Christiansen showed normal media outlet stories
(although they are “mid-sized” possibly conservative sites (Heavy and Real
Clear Politics), not major media) that had named the person and he redacted the
name and image. (Personal note: the
image in Heavy site is familiar to me, but I get around and travel to other
cities a lot. I won’t give more details
now.)
It is almost unprecedented for a platform to imply that one user could "get somebody killed" (with the attendant moral culpability) outside of the more familiar context of organized crime and hired hitmen ("The Godfather" movies, etc). The issue comes up with providing certain kinds of information (usually weapons) or in the Paladin Press book controversy in the 1990s (or possibly Turner Diaries). This is more of a moral precept we associate with hyper-tribalism, in opposition to the narrow libertarian idea that you are responsible (only) for the results of your own personal actions.
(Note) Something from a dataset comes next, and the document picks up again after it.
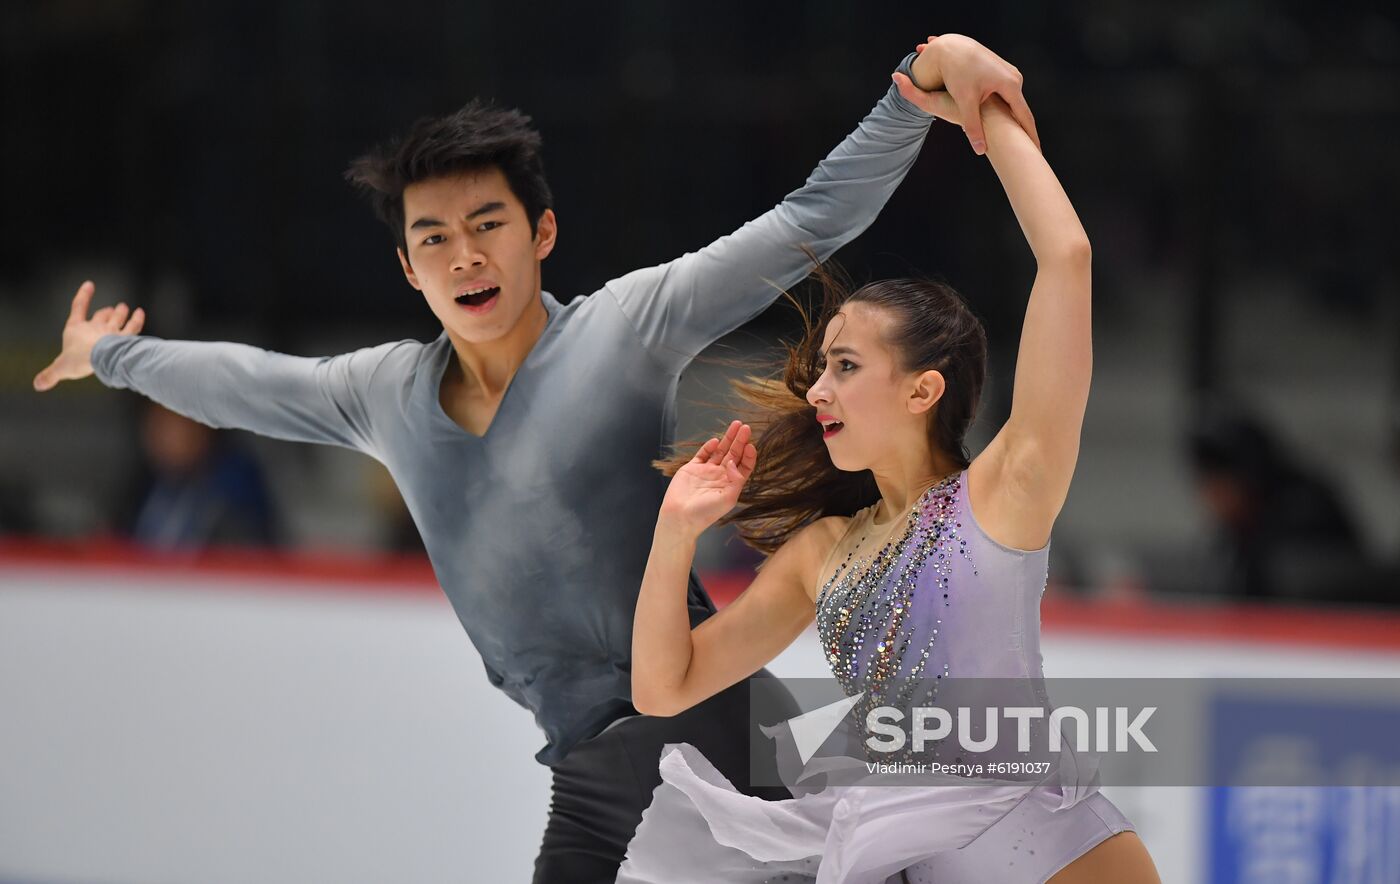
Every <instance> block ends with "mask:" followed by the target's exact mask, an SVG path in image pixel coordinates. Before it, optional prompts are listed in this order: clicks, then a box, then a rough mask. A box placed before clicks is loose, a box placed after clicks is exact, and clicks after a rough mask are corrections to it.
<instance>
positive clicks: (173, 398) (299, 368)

That idea has really lost traction since 2016.
The idea that a side, blog (set) or video channel is “misleading”
or not transparent as to purpose is becoming more significant. For example, a
lot of my content is spread across several platforms and sometimes duplicated,
going back to legacy flat websites I set up around 1997 at the time of my first
book. Some are kept available but not
often updated. The possibility of some items being on more than one place grew out of the idea that redundancy would keep content available when one site was down, in the early days. I now have to contemplate
reducing redundancies (which happen when new technology is introduced and it isn’t
practical to move everything) and making the entrypoints much clearer to the public
because of these concerns, which relate to the radicalization issue at least indirectly.